Detecting fake news in the age of Machine Learning
An interview with Trifork’s Halleh Khoshnevis.
During the 2016 U.S presidential elections, we got confronted with a wave of fake news websites, blogs and digital accounts designed to support targeted opinions and to generate clickbait traffic.
The influence of these sites on the election was covered extensively by credible news organisations with a high-level coverage. They were concerned about the dangers of fake news and their potential association with fake news sites.
Their concern grew stronger as President Trump used Twitter (and continues to this day) to ridicule mainstream media further through labels such as “fake news” and “fake media.” These labels were perceived by many credible journalists as Trump’s attempt to distract the public from media reports – since most of them have been critical of Trump’s presidency – in order for Trump to position himself as the only reliable source of truth.
Nonetheless, this is not the first time that ‘’fake news’’ has polarised the general public and threatened democracy. Plenty similar stories have occurred through the years, making one wonder how it is possible that we still have fake news appearing in the media and can’t fully track and recognise it today.
Fake news won’t just disappear in the hush of a night. Especially now with all social channels where a fake account, blog or website is created as fast and easy as today, allowing anyone to have fun, get paid or even have substantial influence on public opinion by spreading lies.
We have reached a point where people question almost all messages presented to them by media.
Of course, people are working on solutions and they are using all kind of means, including technology. It is also here, in detecting fake news, where technologies like Machine Learning and Artificial Intelligence prove their value.

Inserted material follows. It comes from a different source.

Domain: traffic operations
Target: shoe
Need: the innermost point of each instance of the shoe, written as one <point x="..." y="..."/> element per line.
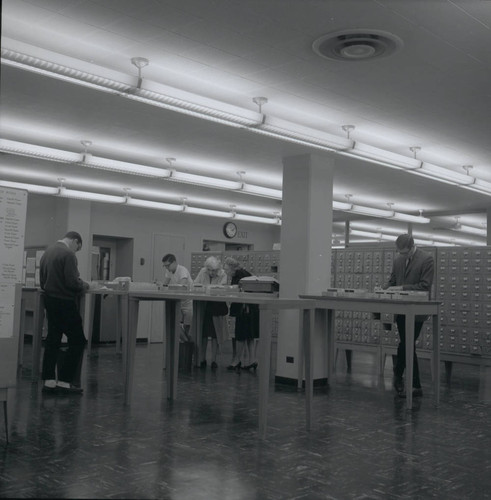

Trifork’s Machine Learning engineer Halleh Khoshnevis is one of many professionals working on fake news detection. Trained as a computer scientist during her B.Sc, Halleh found early great opportunities to work with algorithms and optimization problems. With a focus on Artificial Intelligence and passion towards pattern recognition and Machine Learning, she found herself speaking last November at the European Women in Tech 2018 conference. I took some time of her busy schedule to discuss her approach and decision to work on fake news detection.
Why did you decide to work on fake news detection?
As you know fake news is a very hot topic right now. Everyone talks about it today, starting from the 2016 US Elections and the way president Trump used this term.
Information, freedom of speech and expression, have all been at the core of democracy since its birth. Conversely, the same ideas are threatened and misinterpreted today and this is why I decided to work on fake news detection. I totally believe in Machine Learning and especially Natural Language Processing as the best way to detect fake news.
Why do you think that fake news detection systems are relevant today?
I believe these systems are important first of all to global societies and second to news/media companies. Both printed media and their modern counterparts carry the responsibility of sharing the truth with the public. As they follow this principle, it is essential they detect fake news before using it for (background) information or it even distributing it on their platforms and channels.
Additionally, an important part of the public has already lost its trust in media today, showing an aversion against everything that they can’t immediately confirm as real or fake.
For a media organisation the identification of a source as fake news is so far a very time-consuming process that asks for intelligence and ofte a lot of time.
However, Machine Learning and the approach that I have been developing at Trifork, can turn the aforementioned discovery process into an easier and faster process, involving less effort and more accuracy, dealing with fake news detection.
Can you provide us with an overview of your approach?
The traditional Linguistic Literature method was my starting point. According to it, fake articles are detected based on irregularities found into the fundamental structure of a sentence as extracting information out of it. One way to do this is through the Centering Resonance Analysis.
In Centering Resonance Analysis we assume that the most important part of a sentence is its nouns. Thus, by extracting all the nouns out of it, we create a graph/network of all the nouns in all the documents that we have. A graph of nouns gathered from real stories (Graph 1) and one from fake (Graph 2) can look as below:
We observe that the topology of both graphs is different. For real news articles Graph 1 we clearly identify a broader, richer in content and context and easily relatable graph. On the contrary Graph 2 for fake stories, is narrower in topics and nouns all with a negative prism.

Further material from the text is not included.